A voz da narradora não é discreta nem busca camuflar-se atrás da coisa narrada. Ao contrário. Temos aqui um caso de narrador onisciente, o filhote contemporâneo do aedo grego, só que não cego, nada cego. O narrador é onividente também, e escruta os motivos internos mais recônditos de cada personagem. Mas não expõe tudo. A escritora não esmiúça mais que o necessário. Mostra o que tem a mostrar. Na medida certa. E, ao fazê-lo, põe em evidência uma humanidade triste e desesperançada, que não tem consciência disso, que não sabe de si, que não tem noção de para onde vai. Mas vai. Movida por um instinto cego. Como as bactérias, objetos de experiência das placas de petri, citadas no livro em mais de uma passagem.
Muitos diálogos cimentaram este livro. Percebe-se em suas páginas que a autora trocou idéias com uma multidão de poetas e romancistas. A partir dos autores das duas epígrafes, o magnífico moçambicano Mia Couto, autor de histórias “abensonhadas”, e a portuguesa Lídia Jorge.

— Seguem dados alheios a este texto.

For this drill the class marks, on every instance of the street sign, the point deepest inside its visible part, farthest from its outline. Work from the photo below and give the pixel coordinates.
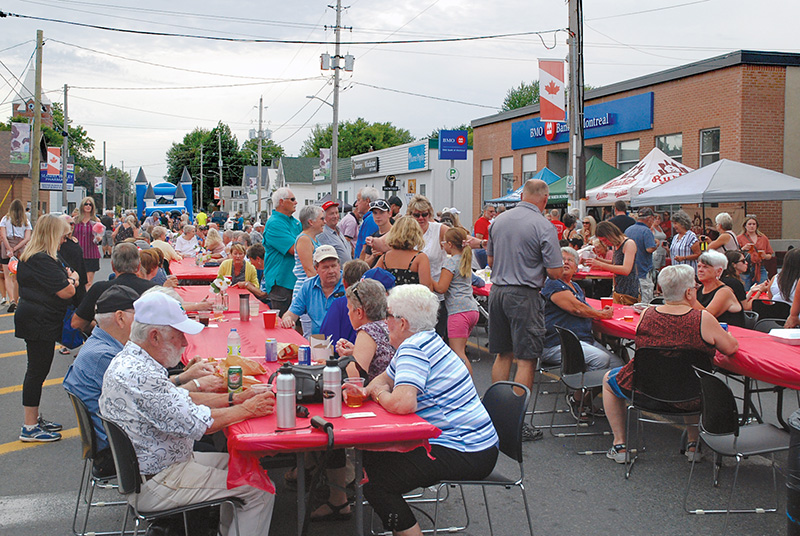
(452, 145)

Esta, uma das mais importantes figuras da lituratura portuguesa contemporânea, recriou, lembra Ana Rüsche, em “Costa dos Murmúrios”, um outro livro. Lídia Jorge deslocou para o interior da África o romance de Virginia Woolf, “Mrs. Dallaway”, livro que a autora de “Acordados” afirma “amar de paixão”. Ana também indica entre os escritores com quem dialogou ao longo da feitura de seu romance as figuras dos ficcionistas Lewis Carroll e James Joyce e Clarice Lispector, dos poetas T. S. Eliot, Angélica Freitas, Paulo Ferraz, Carlos Drummond de Andrade.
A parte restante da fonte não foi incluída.